Chief Justice of India Surya Kant has emphasized that artificial intelligence can significantly improve the efficiency of India’s judicial system, but its use must be carefully controlled. AI can help courts handle massive volumes of data, streamline legal research, and reduce procedural delays—key challenges in a system burdened with case backlogs. By automating routine tasks and identifying patterns in legal data, AI has the potential to make justice delivery faster, more accessible, and more consistent.
However, the CJI strongly cautioned that AI must remain a supporting tool, not a decision-maker. He stressed that core judicial functions—especially delivering judgments—must always stay in human hands. According to him, allowing AI to dominate decision-making could undermine transparency, accountability, and the ethical foundations of justice. Judges must rely on their reasoning, experience, and constitutional values rather than automated outputs.
A key concern highlighted is the risk of over-reliance on AI, which could subtly influence judicial thinking or introduce errors.
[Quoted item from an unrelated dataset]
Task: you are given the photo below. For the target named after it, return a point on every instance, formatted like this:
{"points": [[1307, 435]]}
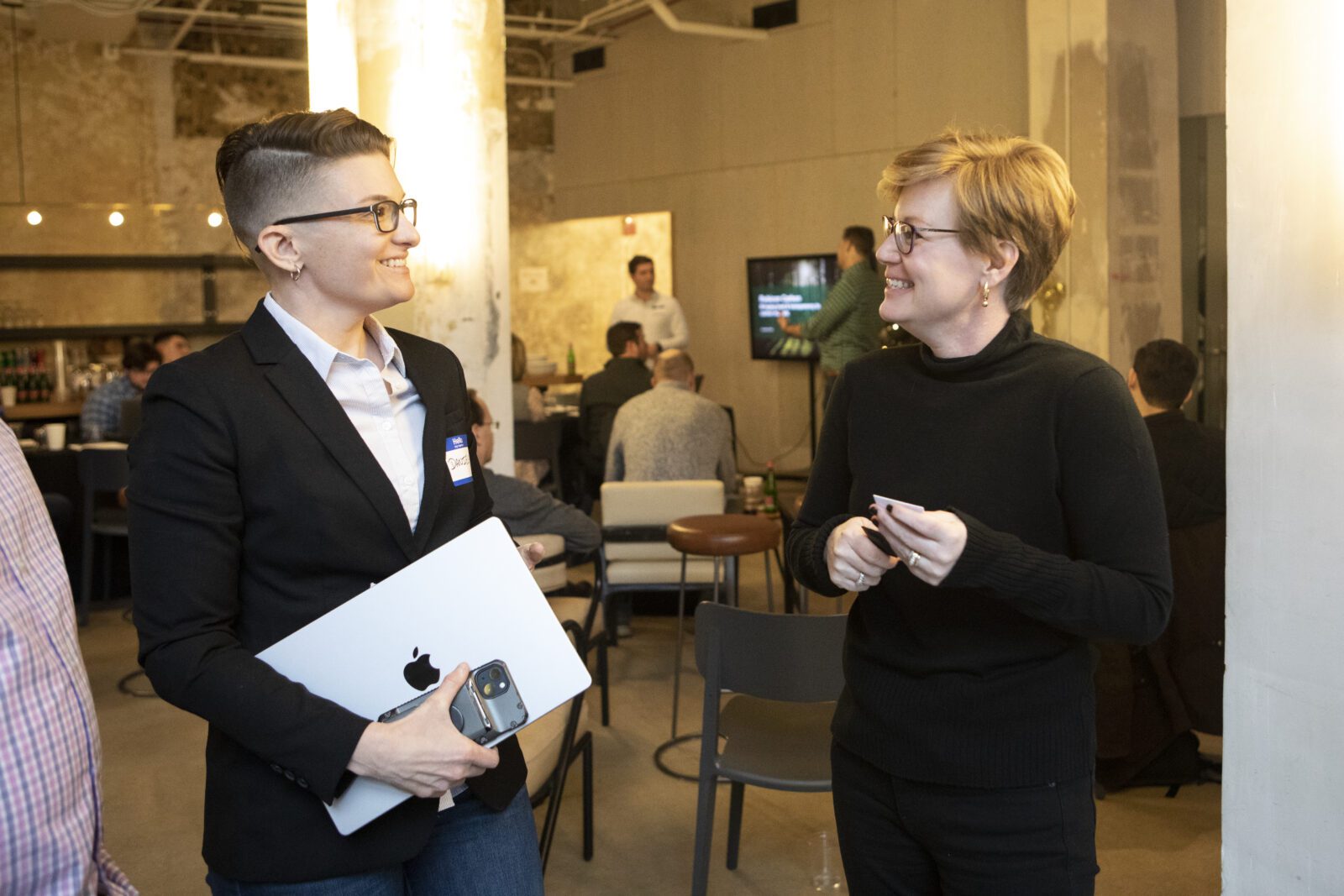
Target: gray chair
{"points": [[785, 676], [101, 470]]}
AI systems lack essential human qualities such as empathy, moral judgment, and contextual understanding. As noted by the CJI, justice is not merely a data-driven process—it involves interpreting human suffering, intent, and fairness, which machines cannot fully grasp.
Ultimately, the message is one of balance. The judiciary should embrace AI to enhance efficiency and modernize processes, but with strong safeguards and constant human oversight. As Surya Kant highlighted, the goal is a tech-enabled but human-led justice system, where innovation strengthens the institution without compromising its core values.